Republicans Just Passed A Budget That Would Cut $1.8 Trillion From Health Care Programs
GOP budget is just a massive wealth redistribution from the poor to the rich.
GOP cuts to health programs deeper than previous Obamacare repeal proposals.
$473 billion in proposed Medicare cuts
Donald Trump and Republicans are celebrating the passage of a budget outline that they hope will pave the way for the tax cuts they plan to pass.
And while there are little details about the Republican tax plan, all available information indicates that the benefits of the tax cuts will go almost exclusively to the wealthy.
One of the large remaining questions is how Republicans plan to pay for the tax cuts for the higher income earners.
That’s where the budget resolution comes in.
In order to pay for the massive tax cuts for millionaire and billionaires, Republicans are proposing at least $1.8 trillion in cuts to health programs.
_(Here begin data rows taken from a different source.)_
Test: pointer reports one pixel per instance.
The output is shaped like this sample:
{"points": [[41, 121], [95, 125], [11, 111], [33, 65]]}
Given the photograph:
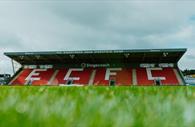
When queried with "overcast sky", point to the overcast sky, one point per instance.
{"points": [[46, 25]]}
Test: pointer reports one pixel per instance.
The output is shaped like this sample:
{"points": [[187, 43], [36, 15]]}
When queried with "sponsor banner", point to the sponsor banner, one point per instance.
{"points": [[161, 65], [83, 65]]}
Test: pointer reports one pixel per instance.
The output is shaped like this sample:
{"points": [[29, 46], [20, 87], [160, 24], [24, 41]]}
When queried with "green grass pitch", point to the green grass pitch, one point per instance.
{"points": [[97, 106]]}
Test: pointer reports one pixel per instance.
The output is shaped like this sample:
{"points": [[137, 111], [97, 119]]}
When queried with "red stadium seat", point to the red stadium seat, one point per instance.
{"points": [[122, 77], [168, 73], [83, 76]]}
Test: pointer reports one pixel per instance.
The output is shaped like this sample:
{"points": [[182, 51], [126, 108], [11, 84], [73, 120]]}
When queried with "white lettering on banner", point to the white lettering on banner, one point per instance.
{"points": [[149, 74], [109, 72], [67, 77], [35, 72]]}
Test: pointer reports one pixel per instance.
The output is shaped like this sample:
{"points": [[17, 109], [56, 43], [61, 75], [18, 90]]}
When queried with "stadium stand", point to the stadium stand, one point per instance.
{"points": [[99, 67]]}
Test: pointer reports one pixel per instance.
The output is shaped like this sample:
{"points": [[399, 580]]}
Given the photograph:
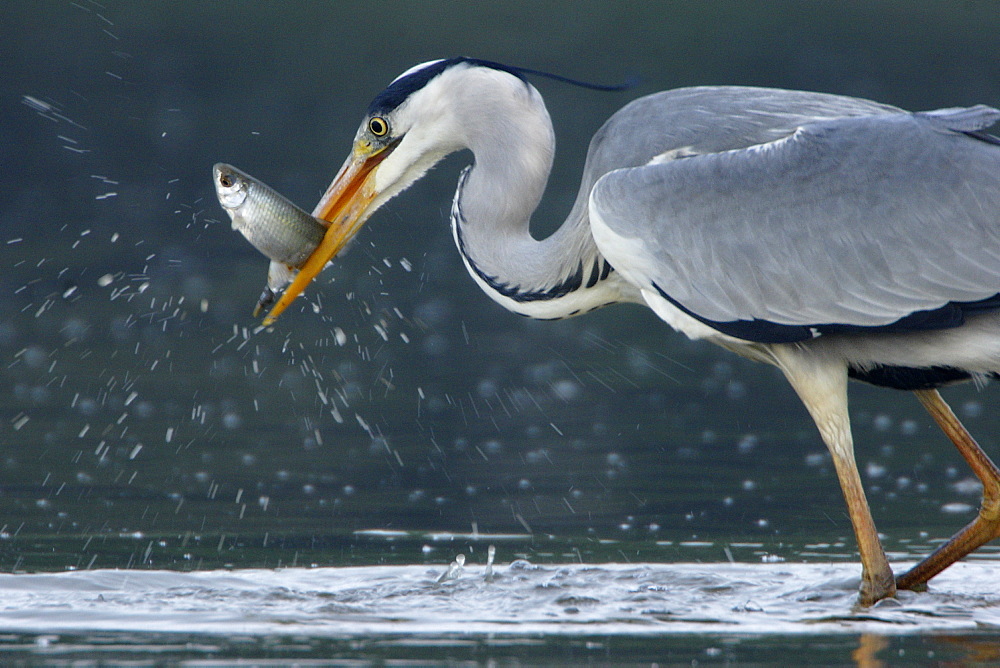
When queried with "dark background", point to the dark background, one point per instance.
{"points": [[145, 420]]}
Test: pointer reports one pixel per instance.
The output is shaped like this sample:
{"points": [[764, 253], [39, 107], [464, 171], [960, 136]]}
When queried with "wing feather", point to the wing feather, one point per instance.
{"points": [[852, 222]]}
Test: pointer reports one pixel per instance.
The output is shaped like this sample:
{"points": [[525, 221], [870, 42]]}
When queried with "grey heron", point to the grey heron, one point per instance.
{"points": [[830, 236]]}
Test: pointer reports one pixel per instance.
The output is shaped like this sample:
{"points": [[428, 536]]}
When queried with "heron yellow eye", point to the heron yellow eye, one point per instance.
{"points": [[378, 126]]}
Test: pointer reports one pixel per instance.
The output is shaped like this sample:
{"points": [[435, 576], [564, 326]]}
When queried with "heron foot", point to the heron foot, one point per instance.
{"points": [[876, 588]]}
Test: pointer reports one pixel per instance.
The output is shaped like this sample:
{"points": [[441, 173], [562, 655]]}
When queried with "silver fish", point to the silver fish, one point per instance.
{"points": [[275, 226]]}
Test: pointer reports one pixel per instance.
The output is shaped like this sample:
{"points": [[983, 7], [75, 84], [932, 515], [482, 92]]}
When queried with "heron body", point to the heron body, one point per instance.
{"points": [[830, 236]]}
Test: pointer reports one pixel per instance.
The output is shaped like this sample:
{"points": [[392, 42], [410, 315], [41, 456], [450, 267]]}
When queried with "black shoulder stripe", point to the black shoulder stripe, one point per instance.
{"points": [[952, 314]]}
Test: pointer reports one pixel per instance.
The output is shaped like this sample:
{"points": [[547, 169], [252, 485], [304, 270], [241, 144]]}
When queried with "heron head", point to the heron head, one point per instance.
{"points": [[426, 113]]}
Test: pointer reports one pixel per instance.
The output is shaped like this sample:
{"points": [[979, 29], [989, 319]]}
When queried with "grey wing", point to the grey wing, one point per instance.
{"points": [[889, 220]]}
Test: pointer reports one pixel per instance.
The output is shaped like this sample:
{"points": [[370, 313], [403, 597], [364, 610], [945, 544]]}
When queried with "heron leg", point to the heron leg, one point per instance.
{"points": [[822, 386], [986, 526]]}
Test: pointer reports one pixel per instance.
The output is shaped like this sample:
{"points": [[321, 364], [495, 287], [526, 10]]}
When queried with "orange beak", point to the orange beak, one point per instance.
{"points": [[344, 205]]}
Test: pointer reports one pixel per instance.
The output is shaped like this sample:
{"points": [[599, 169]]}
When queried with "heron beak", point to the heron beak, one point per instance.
{"points": [[345, 205]]}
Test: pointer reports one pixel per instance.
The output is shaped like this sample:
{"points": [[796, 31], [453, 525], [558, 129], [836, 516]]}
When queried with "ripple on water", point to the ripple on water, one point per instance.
{"points": [[522, 598]]}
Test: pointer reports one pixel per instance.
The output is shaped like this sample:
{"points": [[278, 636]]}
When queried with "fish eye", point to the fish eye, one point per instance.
{"points": [[378, 126]]}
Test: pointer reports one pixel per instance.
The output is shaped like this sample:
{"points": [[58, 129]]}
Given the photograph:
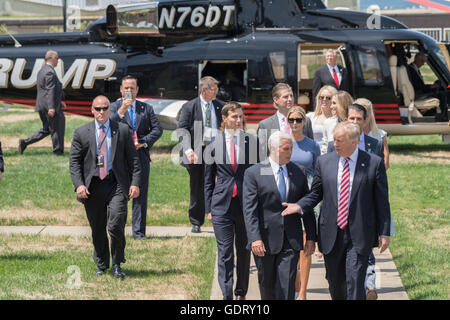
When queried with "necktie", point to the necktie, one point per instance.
{"points": [[208, 116], [344, 196], [233, 163], [281, 185], [103, 171], [287, 127], [336, 80]]}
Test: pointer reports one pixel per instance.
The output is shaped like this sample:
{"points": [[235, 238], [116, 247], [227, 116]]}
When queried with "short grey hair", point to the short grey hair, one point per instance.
{"points": [[276, 137]]}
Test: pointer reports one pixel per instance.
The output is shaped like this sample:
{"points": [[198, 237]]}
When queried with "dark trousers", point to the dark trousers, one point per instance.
{"points": [[55, 126], [197, 202], [106, 210], [346, 269], [227, 228], [277, 272], [139, 211]]}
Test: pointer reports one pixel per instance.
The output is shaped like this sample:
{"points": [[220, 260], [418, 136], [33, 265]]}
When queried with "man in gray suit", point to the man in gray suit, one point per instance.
{"points": [[50, 106], [275, 240], [355, 214], [283, 100], [105, 171]]}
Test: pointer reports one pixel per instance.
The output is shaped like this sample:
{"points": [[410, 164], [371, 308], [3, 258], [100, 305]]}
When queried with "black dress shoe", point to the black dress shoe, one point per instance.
{"points": [[100, 271], [22, 146], [117, 272]]}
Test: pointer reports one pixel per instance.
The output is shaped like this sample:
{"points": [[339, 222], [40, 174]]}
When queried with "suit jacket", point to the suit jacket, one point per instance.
{"points": [[323, 77], [272, 124], [262, 208], [369, 209], [125, 160], [148, 127], [2, 168], [191, 112], [49, 90], [218, 194], [371, 144]]}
Including $473 billion in cuts to Medicare.
As of now, it looks like Republicans are aiming to pass about $1.5 trillion in tax cuts. This means that not only are they planning to finance tax cuts for the rich with cuts to health programs for low and middle-income Americans and the elderly, but they are also planning at least $300 billion in additional cuts to health programs above and beyond what they need to pay for the tax cuts.
As Vox points out, “Funding for non-Medicare health programs, most notably Medicaid and Obamacare, would take a $1.3 trillion hit, a 20 percent cut over the course of 10 years, increasing to a 29.3 percent cut by 2027. This is even larger than the 10-year Medicaid cuts included in Graham-Cassidy or the American Health Care Act, though smaller than the massive cuts of Trump’s budget proposal, which would’ve cut Medicaid nearly in half by 2027.”
Not just health programs that would suffer
The Republican budget also calls for $653 billion over 10 years for so-called “income security” programs.
Here are the programs on the chopping block in the Republican budget:
- Supplemental Nutrition Assistance Program (SNAP, or food stamps)
- Supplemental Security Income
- Earned income tax credit (for people too poor to pay taxes)
- Unemployment insurance
- Military and civilian federal employee pensions
The bottom line on this Republican budget plan is that it is nothing more than a massive wealth redistribution program to take from the poor and give to the rich.